Are you actually an impact investment fund?
First things first, you need to learn the jargon. The recent implementation of the Sustainable Finance Disclosure Regulation (SFDR) in the EU has brought clarity to fund categorizations. It’s important to discern whether the investor is an Article 6, 8, or 9 fund; understand the difference and know what this means for you, as a founder.
Article 9 funds, like us, are exclusively focused on sustainable investments, with impact as an investment objective. They’re also called “dark green funds.” One level down, we have Article 8 funds, which aim to promote environmental and social characteristics without an exclusive commitment to sustainability. That’s a “light green fund.” Lastly, there’s Article 6, otherwise known as “gray funds.” They make no claims of impact or sustainability, though they might dedicate some aspect of their funds to sustainable investments.
In addition to regulating funds under SFDR, the EU has provided guidance on what economic activities they consider to be environmentally and socially sustainable, and especially impactful. This is what’s called the EU Taxonomy, a classification of business areas that warrants more capital, innovation, and attention, as these will truly move the needle for our planet and humanity.
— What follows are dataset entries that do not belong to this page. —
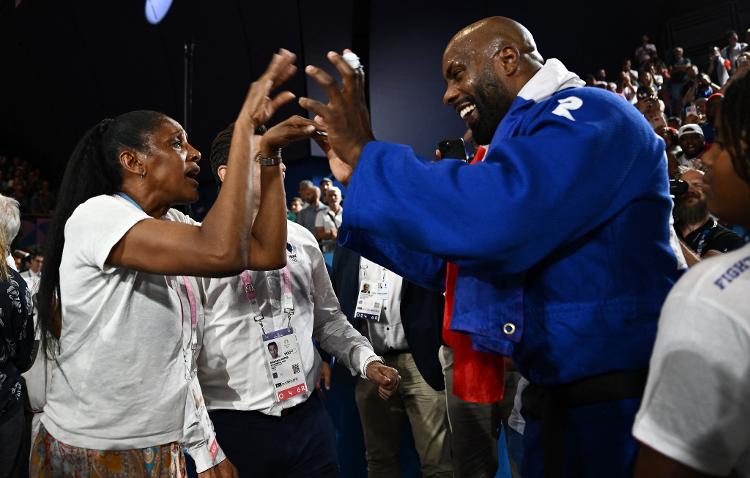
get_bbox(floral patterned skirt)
[30,425,186,478]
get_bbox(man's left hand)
[365,361,400,400]
[198,458,239,478]
[299,49,374,177]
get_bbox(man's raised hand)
[299,49,375,180]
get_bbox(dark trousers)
[209,394,339,478]
[0,405,26,478]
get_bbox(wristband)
[255,149,282,166]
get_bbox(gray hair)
[298,180,314,189]
[0,194,20,247]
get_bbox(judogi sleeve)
[340,99,665,273]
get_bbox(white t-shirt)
[315,207,342,252]
[43,195,203,450]
[633,243,750,476]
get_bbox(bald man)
[300,17,679,478]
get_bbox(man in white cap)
[676,124,706,169]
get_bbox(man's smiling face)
[442,35,514,145]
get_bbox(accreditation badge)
[263,327,308,402]
[354,280,384,321]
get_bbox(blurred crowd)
[0,155,54,215]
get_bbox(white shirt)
[358,257,408,354]
[198,221,377,416]
[315,207,343,252]
[6,254,16,271]
[722,43,749,68]
[633,243,750,476]
[42,195,221,471]
[21,269,41,293]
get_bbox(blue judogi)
[338,59,679,477]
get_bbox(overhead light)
[145,0,172,25]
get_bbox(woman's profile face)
[702,117,750,227]
[143,116,202,205]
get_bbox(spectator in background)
[621,59,638,84]
[682,72,716,107]
[287,196,304,222]
[618,71,638,103]
[635,86,661,120]
[633,70,750,478]
[667,116,682,130]
[673,168,744,258]
[683,104,702,126]
[645,62,664,91]
[635,34,657,67]
[20,246,43,292]
[721,30,748,73]
[701,93,722,145]
[637,70,656,91]
[316,186,342,255]
[669,47,692,114]
[298,179,313,207]
[297,185,328,239]
[594,68,608,88]
[658,127,681,178]
[707,46,730,86]
[676,124,706,169]
[0,226,34,478]
[319,177,333,206]
[0,195,20,271]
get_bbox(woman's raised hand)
[240,49,298,129]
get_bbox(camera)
[669,179,688,198]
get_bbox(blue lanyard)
[115,192,144,212]
[694,222,714,257]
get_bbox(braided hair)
[37,110,165,358]
[720,69,750,182]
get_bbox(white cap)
[678,124,704,138]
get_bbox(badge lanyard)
[694,225,713,257]
[115,192,143,211]
[240,267,308,403]
[178,277,219,462]
[239,266,294,332]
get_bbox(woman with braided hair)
[633,69,750,477]
[32,49,316,477]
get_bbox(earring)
[140,171,145,180]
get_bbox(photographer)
[682,72,717,107]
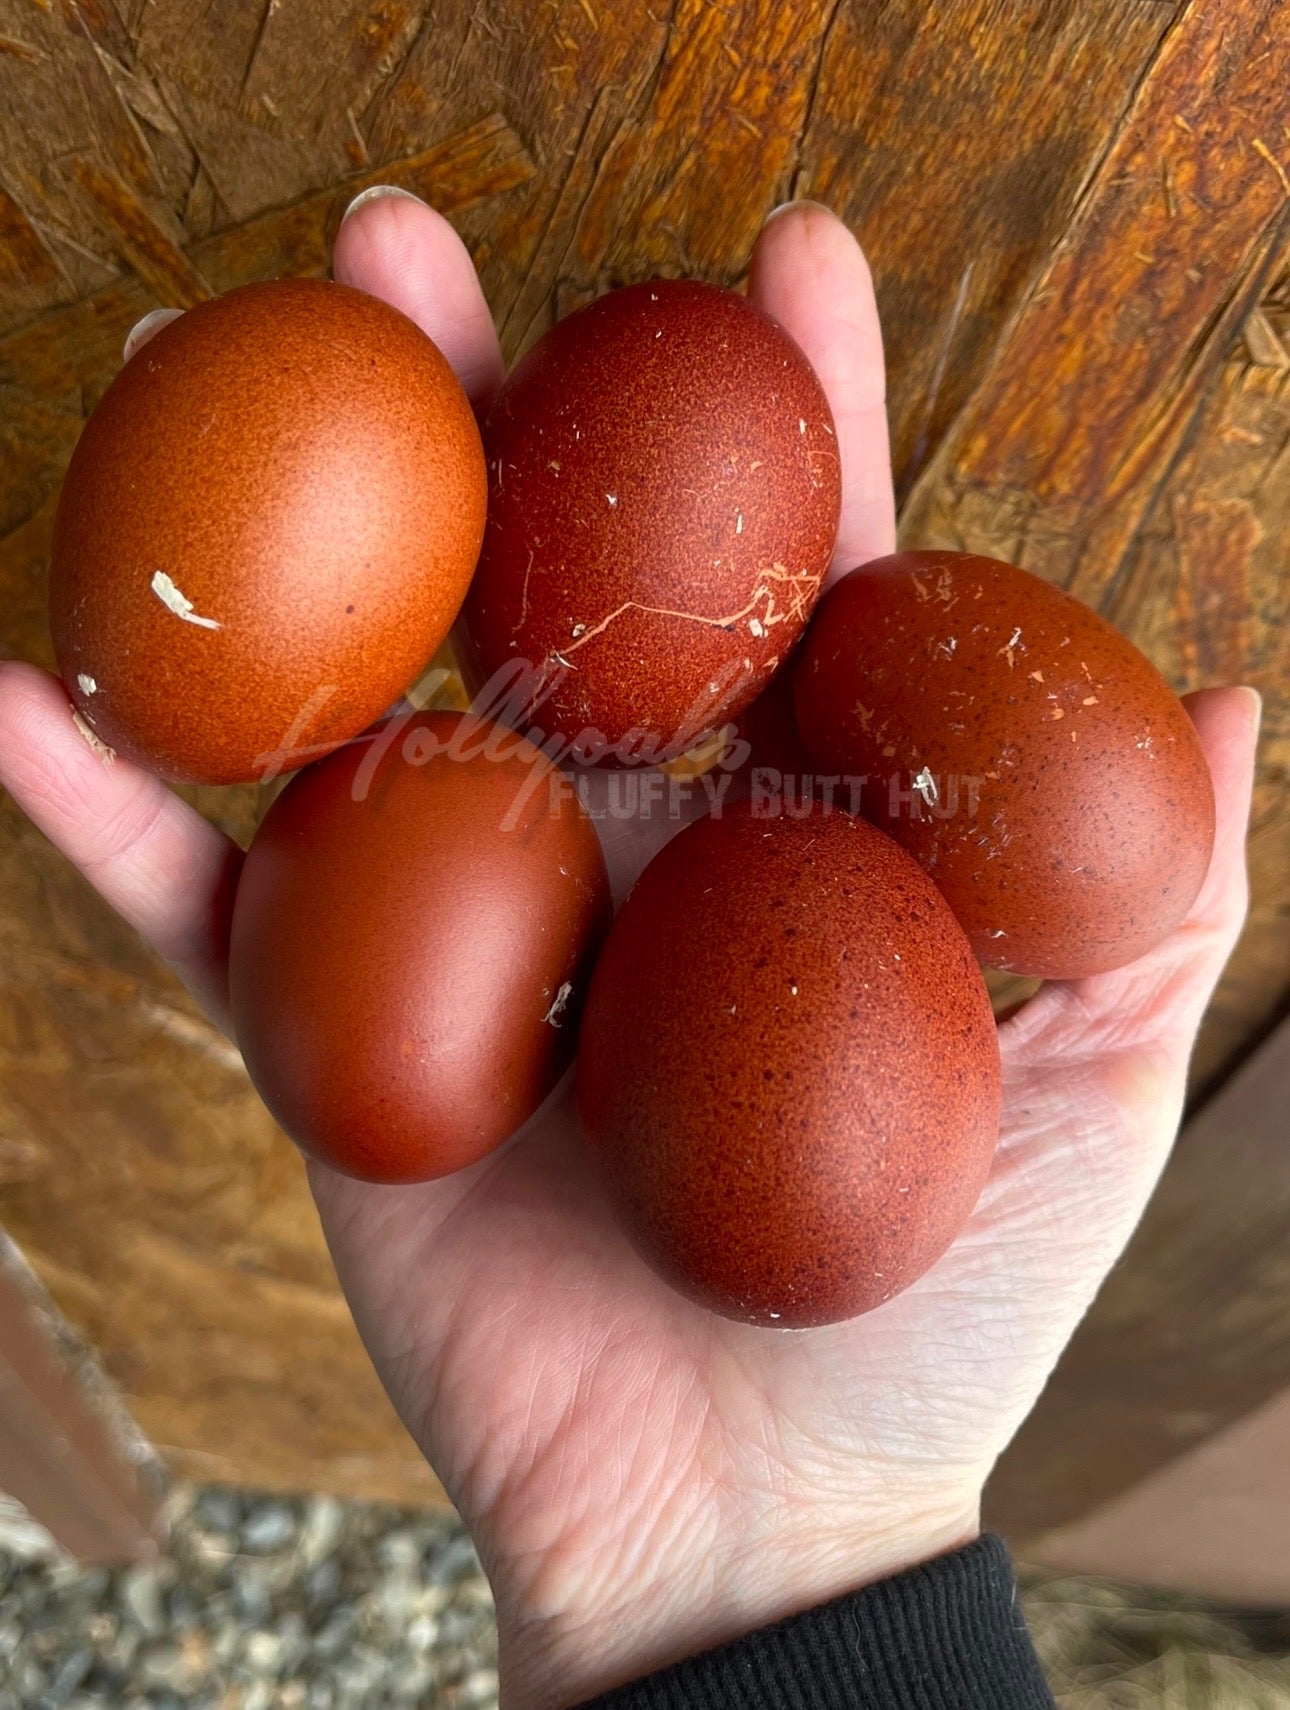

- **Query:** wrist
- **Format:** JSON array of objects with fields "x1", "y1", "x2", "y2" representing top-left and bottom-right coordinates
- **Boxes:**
[{"x1": 493, "y1": 1491, "x2": 982, "y2": 1709}]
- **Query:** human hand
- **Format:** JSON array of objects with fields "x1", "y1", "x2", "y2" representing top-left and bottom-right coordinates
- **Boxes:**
[{"x1": 0, "y1": 194, "x2": 1258, "y2": 1709}]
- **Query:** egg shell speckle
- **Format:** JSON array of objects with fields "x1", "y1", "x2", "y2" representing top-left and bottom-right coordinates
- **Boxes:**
[
  {"x1": 792, "y1": 550, "x2": 1216, "y2": 978},
  {"x1": 460, "y1": 280, "x2": 840, "y2": 762},
  {"x1": 230, "y1": 712, "x2": 610, "y2": 1184},
  {"x1": 577, "y1": 800, "x2": 1002, "y2": 1327},
  {"x1": 50, "y1": 280, "x2": 486, "y2": 784}
]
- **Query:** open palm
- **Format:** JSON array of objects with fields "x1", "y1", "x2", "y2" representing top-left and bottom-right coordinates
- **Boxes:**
[{"x1": 0, "y1": 197, "x2": 1256, "y2": 1710}]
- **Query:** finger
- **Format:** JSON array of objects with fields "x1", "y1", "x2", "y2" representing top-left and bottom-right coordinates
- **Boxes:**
[
  {"x1": 1003, "y1": 685, "x2": 1260, "y2": 1063},
  {"x1": 333, "y1": 188, "x2": 505, "y2": 418},
  {"x1": 749, "y1": 202, "x2": 896, "y2": 580},
  {"x1": 1170, "y1": 686, "x2": 1259, "y2": 936},
  {"x1": 0, "y1": 661, "x2": 242, "y2": 1029}
]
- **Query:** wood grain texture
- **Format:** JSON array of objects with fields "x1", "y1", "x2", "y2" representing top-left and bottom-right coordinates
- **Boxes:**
[
  {"x1": 0, "y1": 0, "x2": 1286, "y2": 1507},
  {"x1": 902, "y1": 0, "x2": 1290, "y2": 601},
  {"x1": 0, "y1": 0, "x2": 196, "y2": 316},
  {"x1": 0, "y1": 117, "x2": 534, "y2": 544},
  {"x1": 0, "y1": 183, "x2": 61, "y2": 296},
  {"x1": 68, "y1": 156, "x2": 212, "y2": 307},
  {"x1": 0, "y1": 1236, "x2": 159, "y2": 1561},
  {"x1": 796, "y1": 0, "x2": 1185, "y2": 499}
]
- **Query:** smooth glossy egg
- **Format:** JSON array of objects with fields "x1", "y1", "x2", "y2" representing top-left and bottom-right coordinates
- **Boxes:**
[
  {"x1": 460, "y1": 280, "x2": 840, "y2": 763},
  {"x1": 230, "y1": 711, "x2": 609, "y2": 1183},
  {"x1": 577, "y1": 800, "x2": 1002, "y2": 1326},
  {"x1": 793, "y1": 551, "x2": 1215, "y2": 977},
  {"x1": 51, "y1": 280, "x2": 486, "y2": 784}
]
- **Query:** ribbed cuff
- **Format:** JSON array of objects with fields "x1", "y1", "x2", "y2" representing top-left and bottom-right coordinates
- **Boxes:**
[{"x1": 573, "y1": 1535, "x2": 1054, "y2": 1709}]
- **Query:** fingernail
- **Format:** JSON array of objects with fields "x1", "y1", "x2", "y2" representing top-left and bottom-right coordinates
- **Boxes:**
[
  {"x1": 764, "y1": 198, "x2": 832, "y2": 225},
  {"x1": 1236, "y1": 685, "x2": 1263, "y2": 737},
  {"x1": 123, "y1": 307, "x2": 182, "y2": 362},
  {"x1": 340, "y1": 184, "x2": 426, "y2": 223}
]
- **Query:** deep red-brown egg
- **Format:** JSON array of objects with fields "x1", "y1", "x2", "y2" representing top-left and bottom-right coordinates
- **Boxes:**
[
  {"x1": 577, "y1": 800, "x2": 1002, "y2": 1327},
  {"x1": 793, "y1": 551, "x2": 1215, "y2": 978},
  {"x1": 50, "y1": 280, "x2": 486, "y2": 784},
  {"x1": 459, "y1": 280, "x2": 840, "y2": 763},
  {"x1": 229, "y1": 711, "x2": 609, "y2": 1183}
]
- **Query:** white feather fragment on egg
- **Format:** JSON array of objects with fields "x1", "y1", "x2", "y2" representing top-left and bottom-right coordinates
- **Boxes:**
[{"x1": 151, "y1": 571, "x2": 221, "y2": 630}]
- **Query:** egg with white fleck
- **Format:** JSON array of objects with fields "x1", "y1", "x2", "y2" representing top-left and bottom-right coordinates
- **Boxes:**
[
  {"x1": 459, "y1": 280, "x2": 840, "y2": 763},
  {"x1": 793, "y1": 551, "x2": 1216, "y2": 977},
  {"x1": 230, "y1": 711, "x2": 610, "y2": 1183},
  {"x1": 49, "y1": 279, "x2": 486, "y2": 784}
]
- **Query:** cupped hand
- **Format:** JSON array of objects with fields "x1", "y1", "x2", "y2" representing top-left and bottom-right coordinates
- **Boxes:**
[{"x1": 0, "y1": 196, "x2": 1258, "y2": 1710}]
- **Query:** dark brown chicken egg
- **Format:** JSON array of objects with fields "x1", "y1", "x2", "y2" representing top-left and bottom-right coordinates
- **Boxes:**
[
  {"x1": 793, "y1": 551, "x2": 1215, "y2": 978},
  {"x1": 230, "y1": 711, "x2": 609, "y2": 1183},
  {"x1": 460, "y1": 279, "x2": 840, "y2": 763},
  {"x1": 50, "y1": 280, "x2": 486, "y2": 784},
  {"x1": 577, "y1": 800, "x2": 1002, "y2": 1327}
]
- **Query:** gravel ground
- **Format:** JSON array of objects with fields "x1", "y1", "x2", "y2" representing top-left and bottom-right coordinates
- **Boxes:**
[
  {"x1": 0, "y1": 1487, "x2": 497, "y2": 1709},
  {"x1": 3, "y1": 1486, "x2": 1289, "y2": 1708}
]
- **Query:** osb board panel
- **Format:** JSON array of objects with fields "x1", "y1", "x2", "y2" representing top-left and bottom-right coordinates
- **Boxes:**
[
  {"x1": 1, "y1": 0, "x2": 1183, "y2": 467},
  {"x1": 902, "y1": 0, "x2": 1290, "y2": 601},
  {"x1": 0, "y1": 118, "x2": 535, "y2": 545},
  {"x1": 0, "y1": 0, "x2": 1285, "y2": 1507}
]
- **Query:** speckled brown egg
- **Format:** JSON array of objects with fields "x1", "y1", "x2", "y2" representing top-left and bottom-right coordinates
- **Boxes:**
[
  {"x1": 459, "y1": 280, "x2": 840, "y2": 763},
  {"x1": 50, "y1": 280, "x2": 486, "y2": 784},
  {"x1": 793, "y1": 551, "x2": 1215, "y2": 978},
  {"x1": 229, "y1": 711, "x2": 609, "y2": 1183},
  {"x1": 576, "y1": 800, "x2": 1001, "y2": 1327}
]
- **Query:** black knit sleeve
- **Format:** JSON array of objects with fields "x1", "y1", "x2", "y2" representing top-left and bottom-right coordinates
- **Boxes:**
[{"x1": 573, "y1": 1535, "x2": 1055, "y2": 1710}]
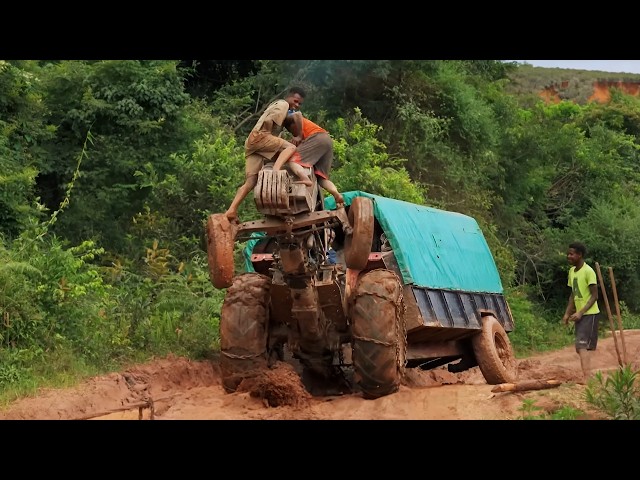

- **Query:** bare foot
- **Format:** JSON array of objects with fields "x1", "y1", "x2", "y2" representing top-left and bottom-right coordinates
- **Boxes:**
[
  {"x1": 297, "y1": 177, "x2": 313, "y2": 187},
  {"x1": 333, "y1": 193, "x2": 344, "y2": 204}
]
Choosing between Articles 8 and 9
Most VCs operating today will fall into the Article 6 category, as generalists, so we’ll exclude them outright here. For climate tech founders, opting for specialist impact investors (Article 8 or 9 funds), it’s advisable to stay impact aligned. Currently, it’s around 50-50 in Europe for impact VCs complying with either Article 8 or 9.
When dealing with Article 8 funds, they will likely ask you to show that you align with several environmental or social criteria that they’ve defined as especially important, such as the Principal Adverse Impact (PAI) indicators, which assess negative sustainability impacts of investment decisions or advice. They’ll also show you how to identify and work to mitigate sustainability-related risks.
Article 9 funds do this and more, asking you to walk the talk. They’ll demand more tangible evidence of what environmental or social impact your company is having, and how you can measure this over time. They emphasize the need to avoid causing significant harm and to run the business responsibly, both with internal operations and throughout the value chain.
It sounds like hard work but opting for an Article 9 fund offers several advantages. In many ways, Article 9 funds are often perceived as the “real deal” in the market, providing an impact stamp of approval within the investment syndicate that builds brand credibility in your startup. As your company grows, this status should give you access to pools of more diverse capital that non-impact companies cannot obtain.
Which impact key performance indicators (KPIs) do you prioritize?
Given the nuance of SFDR regulation, it’s important for founders to challenge investors in defining what they call “impact” and how they measure it. This is not a perfect science and is especially challenging when measuring the potential impact of early-stage companies that might be both pre-product and customer.